Notice that the host for the node we stopped is now marked as UNAVAILABLE. When this happens, the tables in the associated tablespace become under-replicated. In a follow-up tip, Monitoring Under-Replicated Tablets in YugabyteDB, we dive into how to identify these under-replicated tablets.
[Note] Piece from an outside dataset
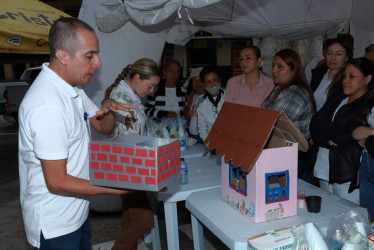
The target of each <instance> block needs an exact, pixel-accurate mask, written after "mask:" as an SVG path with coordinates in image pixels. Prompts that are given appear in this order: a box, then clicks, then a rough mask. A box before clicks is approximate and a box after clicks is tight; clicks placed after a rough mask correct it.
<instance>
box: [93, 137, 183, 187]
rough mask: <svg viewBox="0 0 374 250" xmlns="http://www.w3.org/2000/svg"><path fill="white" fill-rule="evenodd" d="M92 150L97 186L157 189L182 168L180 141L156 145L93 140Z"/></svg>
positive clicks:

One more thing; here’s a great example of how the replica_check column comes in handy.

				
					yugabyte=# CREATE TABLESPACE some_ts WITH (
yugabyte(# replica_placement='{"num_replicas": 3, "placement_blocks":
yugabyte'# [{"cloud":"aws","region":"us-east-2","zone":"us-east-2a","min_num_replicas":1,"leader_preference":1},
yugabyte'# {"cloud":"aws","region":"us-east-2","zone":"us-east-2b","min_num_replicas":1,"leader_preference":1}]}'
yugabyte(# );
NOTICE: num_replicas is 3, and the total min_num_replicas fields is 2. The location of the additional 1 replicas among the specified zones will be decided dynamically based on the cluster load
CREATE TABLESPACE

yugabyte=# SELECT * FROM tablespace_node_map_vw WHERE replica_check = 'MISMATCH';
spcname  | table_count | num_replicas | cloud | region    | zone       | host      | min_replicas | leader_preference | replica_check
---------+-------------+--------------+-------+-----------+------------+-----------+--------------+-------------------+---------------
some_ts  | 0           | 3            | aws   | us-east-2 | us-east-2a | 127.0.0.2 | 1            | 1                 | MISMATCH
some_ts  | 0           | 3            | aws   | us-east-2 | us-east-2b | 127.0.0.5 | 1            | 1                 | MISMATCH
(2 rows)
				
			

In this case, the third replica ends up on one of the specified zones—less than ideal, especially when it comes to resilience.

Have Fun!

Maple, our daughter’s dog, half-asleep and ready for her owners to join her for a peaceful night’s sleep!